Asked to respond to Mr. Peduto's account, mayoral spokeswoman Stephani Sikora wrote in an email: "The Mayor appreciates Councilman Peduto, Reverend Burgess and all of Council's support for advancing our shared vision in Larimer and throughout the city."
Mr. Peduto also wrote a letter to the Pittsburgh Penguins, telling the organization he did not plan to offer any more public financing for its development at the site of the demolished Civic Arena if it won an $18 million federal grant.
The project lost out on the grant, but Councilman R. Daniel Lavelle, who represents the area, said he was frustrated both by Mr. Peduto's stance and that he was not consulted before Mr. Peduto sent the letter. He said Mr. Peduto was overstepping his bounds as a council member.
"The councilman does not at all dictate what happens in the Hill District," Mr. Lavelle said.
Mr. Peduto and Mr. Lavelle have been at odds with what should happen with the site, and Mr. Peduto accused Mr. Lavelle of not hearing out all stakeholders involved.
Other than Mr. Lavelle, Mr. Peduto's colleagues on council have not been put off by his new role.

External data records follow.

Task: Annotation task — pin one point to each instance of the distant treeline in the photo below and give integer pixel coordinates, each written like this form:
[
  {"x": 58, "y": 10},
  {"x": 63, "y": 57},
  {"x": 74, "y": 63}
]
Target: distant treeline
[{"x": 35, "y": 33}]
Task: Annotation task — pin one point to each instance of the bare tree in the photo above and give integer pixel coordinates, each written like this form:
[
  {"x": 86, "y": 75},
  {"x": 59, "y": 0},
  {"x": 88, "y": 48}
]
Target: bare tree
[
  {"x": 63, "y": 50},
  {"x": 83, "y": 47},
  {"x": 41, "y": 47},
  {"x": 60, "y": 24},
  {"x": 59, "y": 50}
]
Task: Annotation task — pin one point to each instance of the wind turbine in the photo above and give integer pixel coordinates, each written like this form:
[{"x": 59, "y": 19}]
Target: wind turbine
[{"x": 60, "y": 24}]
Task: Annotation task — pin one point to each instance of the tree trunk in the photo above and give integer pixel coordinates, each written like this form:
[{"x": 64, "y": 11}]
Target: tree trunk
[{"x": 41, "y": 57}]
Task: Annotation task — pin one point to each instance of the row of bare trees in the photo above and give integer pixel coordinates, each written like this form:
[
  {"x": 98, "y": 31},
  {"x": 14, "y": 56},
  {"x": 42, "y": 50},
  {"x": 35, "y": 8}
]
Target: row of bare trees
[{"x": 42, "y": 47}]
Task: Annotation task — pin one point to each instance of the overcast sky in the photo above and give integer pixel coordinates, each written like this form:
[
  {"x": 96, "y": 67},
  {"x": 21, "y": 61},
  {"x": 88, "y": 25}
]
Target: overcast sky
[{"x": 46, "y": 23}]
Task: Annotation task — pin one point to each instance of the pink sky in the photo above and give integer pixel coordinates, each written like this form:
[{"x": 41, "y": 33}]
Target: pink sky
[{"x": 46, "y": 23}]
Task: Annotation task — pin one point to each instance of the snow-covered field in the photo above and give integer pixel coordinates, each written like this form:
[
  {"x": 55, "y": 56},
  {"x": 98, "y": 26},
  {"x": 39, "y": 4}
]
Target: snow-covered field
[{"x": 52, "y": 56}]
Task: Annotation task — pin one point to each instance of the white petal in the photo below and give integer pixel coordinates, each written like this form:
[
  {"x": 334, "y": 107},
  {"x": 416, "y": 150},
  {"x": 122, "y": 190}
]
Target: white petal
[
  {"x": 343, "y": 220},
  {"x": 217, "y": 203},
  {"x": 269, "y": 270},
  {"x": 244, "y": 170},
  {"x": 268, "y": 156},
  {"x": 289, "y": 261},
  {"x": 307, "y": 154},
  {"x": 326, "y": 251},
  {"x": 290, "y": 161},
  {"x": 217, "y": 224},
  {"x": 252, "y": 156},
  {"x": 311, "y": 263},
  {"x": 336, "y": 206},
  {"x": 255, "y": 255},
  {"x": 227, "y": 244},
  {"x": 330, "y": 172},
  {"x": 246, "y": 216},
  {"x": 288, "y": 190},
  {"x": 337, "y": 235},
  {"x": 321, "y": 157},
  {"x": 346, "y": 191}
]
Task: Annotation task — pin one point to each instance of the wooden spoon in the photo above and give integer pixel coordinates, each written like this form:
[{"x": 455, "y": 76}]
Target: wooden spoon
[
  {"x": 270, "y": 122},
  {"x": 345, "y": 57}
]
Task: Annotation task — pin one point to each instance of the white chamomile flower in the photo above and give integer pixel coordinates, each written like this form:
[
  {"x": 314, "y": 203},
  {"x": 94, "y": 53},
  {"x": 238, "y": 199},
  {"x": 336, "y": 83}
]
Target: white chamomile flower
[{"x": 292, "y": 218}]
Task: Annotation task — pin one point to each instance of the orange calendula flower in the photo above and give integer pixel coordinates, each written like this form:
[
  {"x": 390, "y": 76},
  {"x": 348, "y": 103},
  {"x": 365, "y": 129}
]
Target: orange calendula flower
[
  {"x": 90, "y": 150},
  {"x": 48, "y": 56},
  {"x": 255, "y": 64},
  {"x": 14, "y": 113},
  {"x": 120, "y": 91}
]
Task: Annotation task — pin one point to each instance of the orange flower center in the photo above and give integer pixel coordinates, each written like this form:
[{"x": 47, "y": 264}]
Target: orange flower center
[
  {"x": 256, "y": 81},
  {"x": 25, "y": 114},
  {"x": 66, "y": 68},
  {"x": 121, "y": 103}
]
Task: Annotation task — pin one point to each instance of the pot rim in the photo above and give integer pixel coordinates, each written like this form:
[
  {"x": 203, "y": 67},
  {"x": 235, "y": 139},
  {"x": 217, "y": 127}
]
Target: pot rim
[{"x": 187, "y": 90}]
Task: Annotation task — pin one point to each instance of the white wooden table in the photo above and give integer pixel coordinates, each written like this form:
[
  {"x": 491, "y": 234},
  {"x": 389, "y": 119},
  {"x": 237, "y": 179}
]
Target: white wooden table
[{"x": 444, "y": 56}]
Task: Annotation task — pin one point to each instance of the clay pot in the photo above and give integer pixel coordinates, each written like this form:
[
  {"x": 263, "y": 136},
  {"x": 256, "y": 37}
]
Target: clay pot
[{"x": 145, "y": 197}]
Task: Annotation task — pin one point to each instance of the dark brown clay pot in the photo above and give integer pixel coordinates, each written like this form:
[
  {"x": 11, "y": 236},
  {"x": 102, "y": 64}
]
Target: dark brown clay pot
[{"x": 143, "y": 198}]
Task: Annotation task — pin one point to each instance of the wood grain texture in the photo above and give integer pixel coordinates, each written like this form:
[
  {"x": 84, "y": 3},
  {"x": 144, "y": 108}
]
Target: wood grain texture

"My belief is that Bill has always been mayoral," Councilman Bruce Kraus said.
If Mr. Peduto is playing a larger role in city business, it would not be unprecedented for a Democratic nominee for mayor. Dick Skrinjar served as the spokesman for the late Mayor Bob O'Connor, who also faced a Republican challenger after he won the nomination in May 2005. He said that civic and business leaders came calling as soon as Mr. O'Connor was the Democratic nominee.
And if Mr. Peduto is acting mayoral, Mr. Skrinjar hardly viewed that as a bad thing.
"That's why you win ... because people envision you in that role," he said.